Changement de décor : Venise. On est assis tous les deux à l’arrière d’une gondole qui passe sous le Pont des Soupirs. Le gondolier ressemble beaucoup à Dean Moriarty. Sauf qu’il fume. Je ne puis m’empêcher de sourire. « Quelle race divine ? Le genre humain ? Sans déconner ? Les Grands Dieux se sont bien poilés, j’imagine ?
Imbécile ! Il n’y a pas de quoi rire ! C’est ce que je leur ai dit, mais ça ne les a pas calmés, au contraire ! Et si tu pouvais arrêter de te marrer comme un grand con, ça me ferait plaisir ! Les Grands Dieux de l’Œil-Centre ont débouté ma demande, ils m’ont traité en importun, et le voyage du retour fut le plus triste de mes vies. Tu te doutes comment Hathor l’a mal pris. Elle m’a refusé son pardon. Bons dieux !! Comment peux-tu en rire, crétin des cimes ?

 

 

Qu’Hénoch me balade, qu’il me traite de tous les noms, il vit ses vies, je n’en ai cure. Mais puceau !? J’ai bientôt 70 balais ! Il est vrai que pour lui c’est un jour dans sa vie. Je ne saurais faire le compte de ses années terrestres. Elles ne donnent d’ailleurs qu’une pâle idée de sa longévité réelle, qui doit se compter par années galactiques. Une année galactique dure un peu plus de 237 millions d’années terrestres. Autant dire une éternité !

En comptant le temps par milliards d’années, Hénoch hantait déjà la Terre des premiers âges. Je me souviens de l’avoir vu dans le grand corps malade d’un Tyrannosaure à l’agonie, martelant un slam improbable qui faillit avoir raison de la sienne ; mais il sut changer d’ombre avant de perdre l’esprit. Fou, il le fut souvent, à bord d’une nef avec sa bande, au fond de la fosse aux serpents ou dans le creux moelleux d’un nid de coucous. Il a connu l’enfant Horus tout petit dans la crèche, avec l’âne et le bœuf. Genoux à terre devant la Déesse Isis, il fut le Ravi qui ravit les Provençaux, le fada sur la colline. Ravi, il le fut à plusieurs reprises, lors d’autant d’ascensions, d’autant d’abductions, d’autant d’enlèvements du 3e type qu’il eût à subir en tant que Maître ascensionné.

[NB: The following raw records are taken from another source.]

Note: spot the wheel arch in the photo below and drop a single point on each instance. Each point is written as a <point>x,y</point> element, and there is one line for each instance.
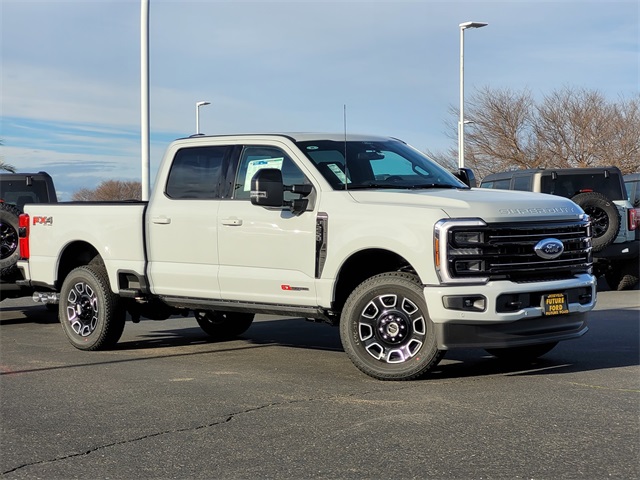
<point>74,255</point>
<point>362,265</point>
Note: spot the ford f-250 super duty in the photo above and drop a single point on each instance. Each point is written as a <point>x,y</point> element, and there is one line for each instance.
<point>362,232</point>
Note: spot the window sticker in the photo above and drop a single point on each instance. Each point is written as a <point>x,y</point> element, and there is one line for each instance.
<point>255,165</point>
<point>337,171</point>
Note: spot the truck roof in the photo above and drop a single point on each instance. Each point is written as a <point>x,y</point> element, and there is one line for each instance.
<point>303,136</point>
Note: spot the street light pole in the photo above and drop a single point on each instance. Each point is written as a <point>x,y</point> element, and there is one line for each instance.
<point>144,98</point>
<point>198,105</point>
<point>463,27</point>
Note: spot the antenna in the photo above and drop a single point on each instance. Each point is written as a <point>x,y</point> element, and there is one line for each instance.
<point>346,169</point>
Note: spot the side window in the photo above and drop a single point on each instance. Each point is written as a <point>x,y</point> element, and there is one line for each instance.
<point>522,182</point>
<point>196,173</point>
<point>502,184</point>
<point>255,158</point>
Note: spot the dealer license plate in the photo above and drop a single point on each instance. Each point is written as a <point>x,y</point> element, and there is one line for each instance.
<point>554,304</point>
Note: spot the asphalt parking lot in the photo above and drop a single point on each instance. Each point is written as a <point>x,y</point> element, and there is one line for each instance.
<point>284,401</point>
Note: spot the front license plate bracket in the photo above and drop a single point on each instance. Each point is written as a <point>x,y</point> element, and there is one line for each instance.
<point>555,304</point>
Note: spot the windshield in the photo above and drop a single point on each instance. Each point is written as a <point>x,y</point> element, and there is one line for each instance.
<point>376,164</point>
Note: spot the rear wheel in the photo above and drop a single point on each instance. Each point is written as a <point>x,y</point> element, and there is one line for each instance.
<point>9,245</point>
<point>522,354</point>
<point>605,219</point>
<point>91,315</point>
<point>386,330</point>
<point>224,325</point>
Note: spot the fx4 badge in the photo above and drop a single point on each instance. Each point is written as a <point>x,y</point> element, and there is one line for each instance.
<point>295,289</point>
<point>43,221</point>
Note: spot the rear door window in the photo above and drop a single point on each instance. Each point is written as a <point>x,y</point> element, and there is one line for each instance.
<point>197,173</point>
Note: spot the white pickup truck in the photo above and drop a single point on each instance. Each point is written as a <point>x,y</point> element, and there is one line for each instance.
<point>362,232</point>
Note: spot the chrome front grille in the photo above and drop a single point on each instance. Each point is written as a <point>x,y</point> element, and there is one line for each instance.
<point>473,250</point>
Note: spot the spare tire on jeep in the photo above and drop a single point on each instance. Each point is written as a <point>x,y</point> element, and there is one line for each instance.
<point>605,219</point>
<point>9,248</point>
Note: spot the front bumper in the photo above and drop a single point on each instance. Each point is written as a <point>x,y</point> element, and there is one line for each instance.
<point>619,252</point>
<point>512,315</point>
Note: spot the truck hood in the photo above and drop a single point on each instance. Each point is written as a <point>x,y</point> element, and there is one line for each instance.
<point>490,205</point>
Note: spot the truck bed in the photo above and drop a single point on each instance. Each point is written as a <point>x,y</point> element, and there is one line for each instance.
<point>116,226</point>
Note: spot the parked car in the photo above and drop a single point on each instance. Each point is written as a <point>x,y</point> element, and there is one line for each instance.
<point>601,193</point>
<point>17,190</point>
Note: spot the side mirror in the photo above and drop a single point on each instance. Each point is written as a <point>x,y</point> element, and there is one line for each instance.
<point>467,177</point>
<point>267,189</point>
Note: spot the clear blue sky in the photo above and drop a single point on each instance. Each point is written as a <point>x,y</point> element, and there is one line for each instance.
<point>70,91</point>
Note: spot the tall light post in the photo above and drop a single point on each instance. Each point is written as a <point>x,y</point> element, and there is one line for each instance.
<point>463,27</point>
<point>198,105</point>
<point>144,98</point>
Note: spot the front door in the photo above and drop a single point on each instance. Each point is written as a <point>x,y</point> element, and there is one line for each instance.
<point>266,255</point>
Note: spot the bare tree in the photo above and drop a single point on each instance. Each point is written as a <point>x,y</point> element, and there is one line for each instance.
<point>110,190</point>
<point>568,128</point>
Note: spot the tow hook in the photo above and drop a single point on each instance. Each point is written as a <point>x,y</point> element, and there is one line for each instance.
<point>50,298</point>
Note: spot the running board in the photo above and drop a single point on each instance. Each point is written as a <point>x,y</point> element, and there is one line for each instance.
<point>237,306</point>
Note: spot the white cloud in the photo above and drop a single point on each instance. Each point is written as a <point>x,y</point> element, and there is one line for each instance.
<point>70,70</point>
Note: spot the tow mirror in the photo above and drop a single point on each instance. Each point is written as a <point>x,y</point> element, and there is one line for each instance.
<point>267,189</point>
<point>467,177</point>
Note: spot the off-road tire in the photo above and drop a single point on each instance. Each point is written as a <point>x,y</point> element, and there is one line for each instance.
<point>522,354</point>
<point>224,325</point>
<point>386,330</point>
<point>605,218</point>
<point>9,244</point>
<point>622,276</point>
<point>91,315</point>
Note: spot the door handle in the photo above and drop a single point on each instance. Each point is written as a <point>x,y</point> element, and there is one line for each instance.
<point>234,222</point>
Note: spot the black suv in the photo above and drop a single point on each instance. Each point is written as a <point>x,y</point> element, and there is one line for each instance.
<point>601,193</point>
<point>16,190</point>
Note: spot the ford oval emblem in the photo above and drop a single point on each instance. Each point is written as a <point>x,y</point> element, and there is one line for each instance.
<point>549,248</point>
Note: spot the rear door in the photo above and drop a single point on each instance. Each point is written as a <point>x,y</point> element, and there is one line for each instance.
<point>182,224</point>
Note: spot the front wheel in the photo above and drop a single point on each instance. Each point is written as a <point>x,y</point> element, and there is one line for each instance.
<point>386,330</point>
<point>224,325</point>
<point>90,313</point>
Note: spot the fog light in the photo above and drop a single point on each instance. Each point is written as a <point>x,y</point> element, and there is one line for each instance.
<point>471,303</point>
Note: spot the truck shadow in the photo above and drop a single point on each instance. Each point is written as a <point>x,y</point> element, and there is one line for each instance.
<point>611,343</point>
<point>38,314</point>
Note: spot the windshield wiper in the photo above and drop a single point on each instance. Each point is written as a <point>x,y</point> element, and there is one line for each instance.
<point>434,185</point>
<point>389,186</point>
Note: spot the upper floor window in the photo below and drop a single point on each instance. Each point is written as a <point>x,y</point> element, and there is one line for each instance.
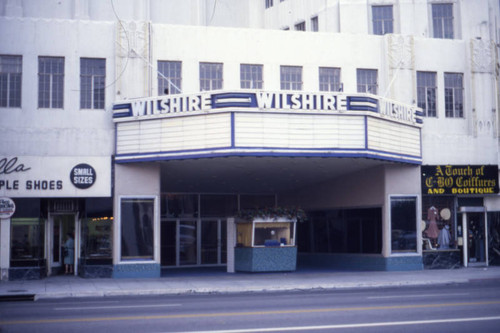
<point>314,24</point>
<point>329,79</point>
<point>169,77</point>
<point>291,77</point>
<point>92,83</point>
<point>442,20</point>
<point>367,80</point>
<point>300,26</point>
<point>426,93</point>
<point>50,82</point>
<point>210,76</point>
<point>11,70</point>
<point>453,95</point>
<point>251,76</point>
<point>383,20</point>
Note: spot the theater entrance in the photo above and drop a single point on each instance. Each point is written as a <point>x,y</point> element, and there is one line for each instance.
<point>193,242</point>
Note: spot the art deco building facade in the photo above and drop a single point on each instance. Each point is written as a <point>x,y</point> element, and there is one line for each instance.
<point>144,127</point>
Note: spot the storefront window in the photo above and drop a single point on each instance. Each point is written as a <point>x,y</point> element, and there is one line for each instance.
<point>438,223</point>
<point>97,230</point>
<point>404,224</point>
<point>137,229</point>
<point>27,236</point>
<point>179,205</point>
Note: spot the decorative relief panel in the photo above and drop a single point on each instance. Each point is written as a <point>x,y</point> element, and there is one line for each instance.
<point>401,51</point>
<point>482,56</point>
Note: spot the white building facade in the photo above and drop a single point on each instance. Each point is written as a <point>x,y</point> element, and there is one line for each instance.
<point>142,127</point>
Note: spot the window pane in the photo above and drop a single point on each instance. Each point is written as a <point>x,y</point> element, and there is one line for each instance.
<point>97,230</point>
<point>50,82</point>
<point>442,20</point>
<point>137,220</point>
<point>367,80</point>
<point>329,79</point>
<point>210,76</point>
<point>426,93</point>
<point>291,77</point>
<point>169,77</point>
<point>27,236</point>
<point>453,94</point>
<point>10,81</point>
<point>92,83</point>
<point>404,224</point>
<point>251,76</point>
<point>382,20</point>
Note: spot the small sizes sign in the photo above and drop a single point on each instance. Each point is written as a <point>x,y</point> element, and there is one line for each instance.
<point>7,207</point>
<point>83,176</point>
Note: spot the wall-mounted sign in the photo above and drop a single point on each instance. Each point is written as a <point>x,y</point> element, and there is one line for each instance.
<point>83,176</point>
<point>7,208</point>
<point>459,179</point>
<point>47,176</point>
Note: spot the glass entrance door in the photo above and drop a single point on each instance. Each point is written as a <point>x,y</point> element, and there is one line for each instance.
<point>193,242</point>
<point>59,228</point>
<point>476,239</point>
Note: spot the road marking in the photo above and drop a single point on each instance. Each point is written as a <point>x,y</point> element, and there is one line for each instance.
<point>117,307</point>
<point>426,295</point>
<point>329,327</point>
<point>235,314</point>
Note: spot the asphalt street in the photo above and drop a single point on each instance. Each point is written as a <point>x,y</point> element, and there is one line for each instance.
<point>462,307</point>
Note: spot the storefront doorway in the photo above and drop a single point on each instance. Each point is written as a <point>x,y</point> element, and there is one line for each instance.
<point>58,228</point>
<point>474,224</point>
<point>193,242</point>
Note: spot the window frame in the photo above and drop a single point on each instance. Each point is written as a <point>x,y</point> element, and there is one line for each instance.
<point>251,76</point>
<point>11,89</point>
<point>456,93</point>
<point>291,72</point>
<point>119,231</point>
<point>330,84</point>
<point>97,100</point>
<point>168,78</point>
<point>214,83</point>
<point>415,199</point>
<point>379,21</point>
<point>425,77</point>
<point>55,83</point>
<point>440,21</point>
<point>300,26</point>
<point>364,87</point>
<point>315,23</point>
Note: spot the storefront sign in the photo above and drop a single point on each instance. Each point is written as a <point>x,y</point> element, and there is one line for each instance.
<point>37,176</point>
<point>459,179</point>
<point>83,176</point>
<point>262,100</point>
<point>7,208</point>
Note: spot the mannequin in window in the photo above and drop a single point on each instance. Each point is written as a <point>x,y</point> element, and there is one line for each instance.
<point>444,237</point>
<point>432,231</point>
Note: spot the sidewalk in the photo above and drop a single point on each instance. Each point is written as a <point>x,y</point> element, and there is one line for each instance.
<point>220,282</point>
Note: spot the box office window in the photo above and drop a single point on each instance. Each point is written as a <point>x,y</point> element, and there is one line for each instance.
<point>137,228</point>
<point>404,224</point>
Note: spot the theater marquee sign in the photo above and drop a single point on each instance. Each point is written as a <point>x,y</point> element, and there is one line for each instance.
<point>459,179</point>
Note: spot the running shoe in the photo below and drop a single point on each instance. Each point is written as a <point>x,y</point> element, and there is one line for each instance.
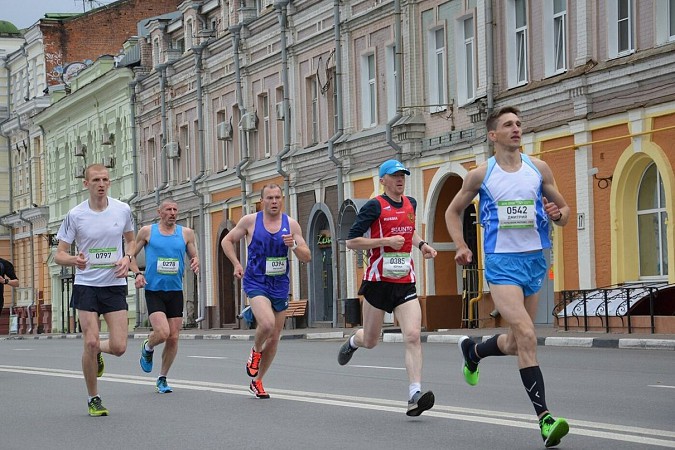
<point>420,403</point>
<point>100,364</point>
<point>256,389</point>
<point>346,352</point>
<point>162,387</point>
<point>553,430</point>
<point>469,368</point>
<point>253,363</point>
<point>146,358</point>
<point>96,408</point>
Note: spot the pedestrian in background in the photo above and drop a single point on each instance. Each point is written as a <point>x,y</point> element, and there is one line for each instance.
<point>515,212</point>
<point>385,226</point>
<point>166,244</point>
<point>270,235</point>
<point>98,226</point>
<point>8,278</point>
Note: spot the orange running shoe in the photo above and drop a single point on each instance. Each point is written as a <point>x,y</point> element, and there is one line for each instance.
<point>256,389</point>
<point>253,363</point>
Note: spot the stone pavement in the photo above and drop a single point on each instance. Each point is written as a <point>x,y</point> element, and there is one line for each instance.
<point>546,335</point>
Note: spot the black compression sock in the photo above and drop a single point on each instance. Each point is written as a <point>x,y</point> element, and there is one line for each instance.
<point>533,380</point>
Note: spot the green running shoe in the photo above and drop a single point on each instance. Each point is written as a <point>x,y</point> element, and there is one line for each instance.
<point>96,408</point>
<point>146,358</point>
<point>470,376</point>
<point>553,430</point>
<point>100,364</point>
<point>162,387</point>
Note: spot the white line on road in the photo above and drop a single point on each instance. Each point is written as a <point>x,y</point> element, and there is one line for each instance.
<point>637,435</point>
<point>378,367</point>
<point>206,357</point>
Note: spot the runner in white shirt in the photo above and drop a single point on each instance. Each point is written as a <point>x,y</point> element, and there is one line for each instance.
<point>97,226</point>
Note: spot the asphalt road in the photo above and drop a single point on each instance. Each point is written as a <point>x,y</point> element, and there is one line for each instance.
<point>613,399</point>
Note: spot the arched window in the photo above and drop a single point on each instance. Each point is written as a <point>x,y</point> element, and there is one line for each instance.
<point>651,210</point>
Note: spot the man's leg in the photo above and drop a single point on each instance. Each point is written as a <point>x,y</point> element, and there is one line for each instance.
<point>369,335</point>
<point>171,344</point>
<point>118,326</point>
<point>90,335</point>
<point>269,348</point>
<point>409,316</point>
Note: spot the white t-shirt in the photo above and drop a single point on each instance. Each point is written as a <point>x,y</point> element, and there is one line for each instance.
<point>99,235</point>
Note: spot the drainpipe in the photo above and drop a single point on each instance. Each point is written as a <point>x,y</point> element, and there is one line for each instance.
<point>282,12</point>
<point>245,159</point>
<point>5,60</point>
<point>202,158</point>
<point>342,249</point>
<point>489,66</point>
<point>399,79</point>
<point>161,68</point>
<point>134,164</point>
<point>243,145</point>
<point>30,223</point>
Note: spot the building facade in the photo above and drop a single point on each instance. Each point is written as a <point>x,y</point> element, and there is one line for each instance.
<point>313,95</point>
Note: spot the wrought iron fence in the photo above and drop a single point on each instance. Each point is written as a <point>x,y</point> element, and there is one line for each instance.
<point>609,301</point>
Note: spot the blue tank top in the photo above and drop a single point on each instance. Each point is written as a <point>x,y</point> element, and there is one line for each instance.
<point>511,209</point>
<point>164,260</point>
<point>267,266</point>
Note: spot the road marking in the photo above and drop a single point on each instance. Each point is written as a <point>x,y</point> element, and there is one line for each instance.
<point>206,357</point>
<point>637,435</point>
<point>377,367</point>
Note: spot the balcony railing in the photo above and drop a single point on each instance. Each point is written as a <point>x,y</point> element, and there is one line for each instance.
<point>620,300</point>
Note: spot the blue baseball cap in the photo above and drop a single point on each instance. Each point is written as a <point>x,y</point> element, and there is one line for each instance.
<point>391,166</point>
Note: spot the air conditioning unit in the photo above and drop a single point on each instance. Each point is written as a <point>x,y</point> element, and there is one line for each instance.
<point>108,139</point>
<point>78,171</point>
<point>109,161</point>
<point>224,131</point>
<point>281,111</point>
<point>249,121</point>
<point>172,150</point>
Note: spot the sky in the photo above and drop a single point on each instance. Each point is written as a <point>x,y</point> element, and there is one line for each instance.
<point>24,13</point>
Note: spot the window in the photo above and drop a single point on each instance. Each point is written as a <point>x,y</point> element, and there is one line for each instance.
<point>390,78</point>
<point>184,161</point>
<point>369,91</point>
<point>521,42</point>
<point>267,132</point>
<point>466,50</point>
<point>437,78</point>
<point>652,218</point>
<point>665,23</point>
<point>313,96</point>
<point>555,36</point>
<point>619,27</point>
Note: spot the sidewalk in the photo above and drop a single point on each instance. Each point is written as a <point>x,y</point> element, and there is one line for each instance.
<point>546,335</point>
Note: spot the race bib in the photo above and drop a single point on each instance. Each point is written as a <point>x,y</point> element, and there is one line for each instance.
<point>276,266</point>
<point>516,213</point>
<point>102,258</point>
<point>167,266</point>
<point>396,265</point>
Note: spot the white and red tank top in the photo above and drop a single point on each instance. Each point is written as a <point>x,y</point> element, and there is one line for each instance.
<point>385,263</point>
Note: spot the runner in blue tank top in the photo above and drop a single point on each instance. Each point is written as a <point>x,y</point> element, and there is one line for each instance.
<point>166,244</point>
<point>269,234</point>
<point>515,212</point>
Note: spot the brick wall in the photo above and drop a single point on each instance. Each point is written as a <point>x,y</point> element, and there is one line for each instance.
<point>97,32</point>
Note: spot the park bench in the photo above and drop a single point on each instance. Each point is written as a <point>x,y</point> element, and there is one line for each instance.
<point>296,309</point>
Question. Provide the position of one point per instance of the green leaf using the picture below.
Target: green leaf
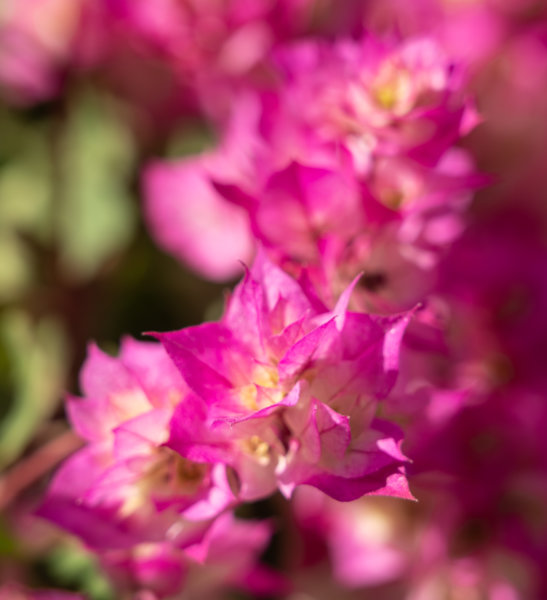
(97, 217)
(37, 356)
(75, 568)
(15, 267)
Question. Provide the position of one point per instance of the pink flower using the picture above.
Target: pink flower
(288, 392)
(125, 486)
(227, 557)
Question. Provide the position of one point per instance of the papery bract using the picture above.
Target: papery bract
(289, 391)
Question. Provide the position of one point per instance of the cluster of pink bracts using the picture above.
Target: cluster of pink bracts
(377, 345)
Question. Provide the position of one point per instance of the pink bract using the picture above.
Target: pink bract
(288, 392)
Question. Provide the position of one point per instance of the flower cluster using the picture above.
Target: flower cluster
(385, 342)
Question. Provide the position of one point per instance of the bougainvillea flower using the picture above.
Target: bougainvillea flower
(37, 38)
(289, 391)
(189, 218)
(125, 486)
(394, 228)
(226, 558)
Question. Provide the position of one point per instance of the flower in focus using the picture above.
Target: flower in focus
(286, 392)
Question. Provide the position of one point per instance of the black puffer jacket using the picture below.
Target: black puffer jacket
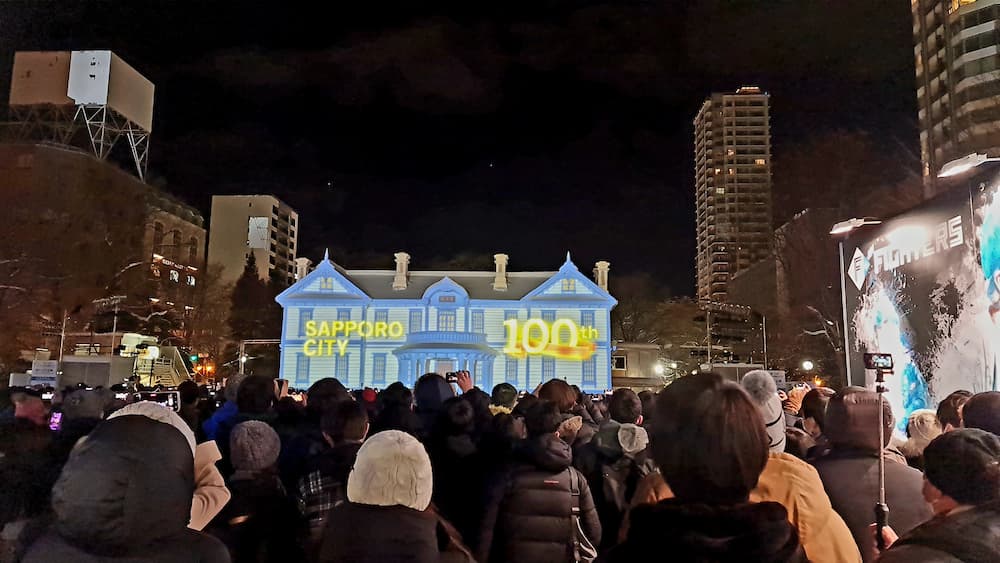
(125, 495)
(361, 533)
(971, 536)
(676, 531)
(529, 512)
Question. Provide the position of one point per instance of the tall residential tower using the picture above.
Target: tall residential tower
(958, 81)
(732, 186)
(261, 224)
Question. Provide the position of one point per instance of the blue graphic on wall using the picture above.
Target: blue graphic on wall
(373, 327)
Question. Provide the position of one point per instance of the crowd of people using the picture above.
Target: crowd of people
(705, 470)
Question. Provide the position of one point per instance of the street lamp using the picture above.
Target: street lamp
(842, 229)
(964, 164)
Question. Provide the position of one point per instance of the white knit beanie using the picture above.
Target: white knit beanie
(392, 468)
(760, 386)
(159, 413)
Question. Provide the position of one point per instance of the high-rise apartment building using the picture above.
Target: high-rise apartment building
(732, 186)
(958, 81)
(258, 224)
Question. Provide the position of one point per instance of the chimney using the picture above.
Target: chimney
(601, 274)
(500, 280)
(402, 271)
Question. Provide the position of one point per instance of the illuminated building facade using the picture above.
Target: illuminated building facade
(958, 81)
(374, 327)
(732, 187)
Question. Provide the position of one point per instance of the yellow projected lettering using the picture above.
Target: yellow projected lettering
(562, 339)
(328, 338)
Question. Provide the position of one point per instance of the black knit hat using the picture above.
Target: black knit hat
(965, 465)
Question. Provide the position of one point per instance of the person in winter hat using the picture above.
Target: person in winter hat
(387, 518)
(760, 385)
(533, 508)
(795, 485)
(922, 427)
(616, 460)
(126, 495)
(261, 523)
(962, 484)
(210, 493)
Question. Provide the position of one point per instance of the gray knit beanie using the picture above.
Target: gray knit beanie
(392, 469)
(254, 446)
(760, 386)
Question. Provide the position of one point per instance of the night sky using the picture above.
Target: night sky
(526, 127)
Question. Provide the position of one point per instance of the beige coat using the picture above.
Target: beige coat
(210, 493)
(795, 485)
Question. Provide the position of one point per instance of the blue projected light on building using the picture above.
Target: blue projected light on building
(374, 327)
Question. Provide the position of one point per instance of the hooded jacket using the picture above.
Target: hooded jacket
(795, 485)
(125, 495)
(850, 471)
(614, 462)
(970, 536)
(757, 532)
(528, 515)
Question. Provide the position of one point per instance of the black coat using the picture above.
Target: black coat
(260, 523)
(850, 477)
(971, 536)
(125, 495)
(675, 531)
(361, 533)
(529, 512)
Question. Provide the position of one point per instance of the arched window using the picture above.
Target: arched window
(193, 251)
(175, 246)
(158, 237)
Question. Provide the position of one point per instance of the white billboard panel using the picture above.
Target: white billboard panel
(259, 232)
(130, 93)
(40, 77)
(89, 74)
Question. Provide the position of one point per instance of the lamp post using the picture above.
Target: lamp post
(842, 230)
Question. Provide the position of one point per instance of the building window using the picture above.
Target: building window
(175, 245)
(158, 237)
(305, 315)
(378, 369)
(416, 320)
(302, 370)
(193, 251)
(446, 321)
(548, 368)
(590, 372)
(341, 364)
(512, 371)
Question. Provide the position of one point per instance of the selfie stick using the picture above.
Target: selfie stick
(881, 508)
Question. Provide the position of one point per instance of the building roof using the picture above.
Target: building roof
(377, 284)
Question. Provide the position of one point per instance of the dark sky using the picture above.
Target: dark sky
(528, 127)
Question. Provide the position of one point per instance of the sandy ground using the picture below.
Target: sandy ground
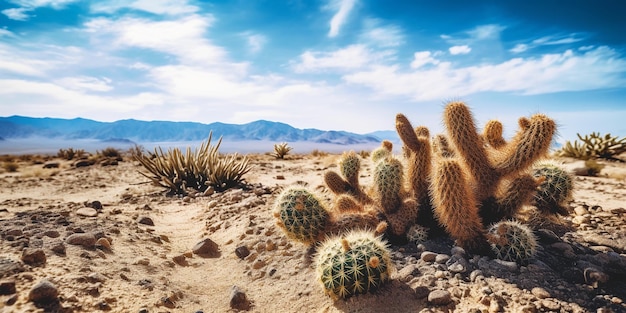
(151, 268)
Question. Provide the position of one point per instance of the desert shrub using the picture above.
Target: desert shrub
(594, 146)
(10, 167)
(71, 154)
(281, 150)
(182, 172)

Hénoch voulait savoir comment je voyageais dans le temps sans chronoscaphe ni aucune machine divine. Est-il drôle ! Je suis moi-même la machine divine. Mon corps sait faire ça, comme beaucoup d’autres trucs. Hénoch est intéressé.
– Tu prononces la formule magique ? demande-t-il.
– Quelle formule ?
– Eng’wyen Tyrritenglin. C’est de l’elfique. Tu dis ça pour voyager dans le temps ?
Que dalle ! Rien à foutre des formules ni des chronoscaphes ! Je peux aller où je veux, quand je veux, ça s’appelle le voyage astral. Donne-moi un coup de poing. Vas-y, n’hésite pas, frappe-moi.

Il l’a fait. Son poing velu est passé à travers ma face. Il n’a rien senti, moi non plus. Hénoch n’en revient pas. Bienvenue en astral ! Je n’ai pas de corps solide, je suis un hologramme, une image en relief. Mon corps est resté dans mon présent, très loin dans le futur. Je doute qu’il y pige quoi que ce soit, mais j’explique quand même. Il hoche la tête. Il n’a pas l’air convaincu.

A son tour, il m’explique ce qu’il a compris du Multipli. Il appelle ça les Plis du Temps. Quand on se trouve à cet endroit, tous les mondes sont grands ouverts. Tous les plans sont accessibles. On n’a même pas besoin de choisir, il suffit de faire deux ou trois pas dans l’avenir, et on se retrouve n’importe où dans le passé sans jamais quitter son présent. Mais il voudrait bien comprendre comment je fais pour le marquer à la culotte. Comment je peux le suivre où qu’il aille ? Je lui expliquerai s’il me raconte comment il compte sortir d’ici. Et comment s’est passée son arrivée dans le Multipli.

 

 

Nous voilà à Rome, au Colisée, tout nus sur le sable de l’arène. Derrière les barreaux, les lions et d’autres fauves nous regardent en rugissant et vociférant. Déjà Hénoch ricane ailleurs. Ce type est cinglé. Affalé dans son sofa, il pompe sa chicha. Tout change trop vite. Hénoch me tire par l’oreille.
– Tu ne m’es pas sympathique, mais tu as le mérite d’être avec moi depuis cent ans. Le temps n’est pas le même ici, ni l’espace. Mais ça tu l’as compris. Très bien, je vais satisfaire ta curiosité. Je te dirais comment je suis arrivé aux Plis du Temps, comment le grand chevalier m’a accueilli, tout ce que tu voudras. En échange, tu me donneras ton secret. On a tout le temps, pas vrai ? Servons-nous en.

 

La plus belle des ruses du diable est de vous persuader qu’il n’existe pas.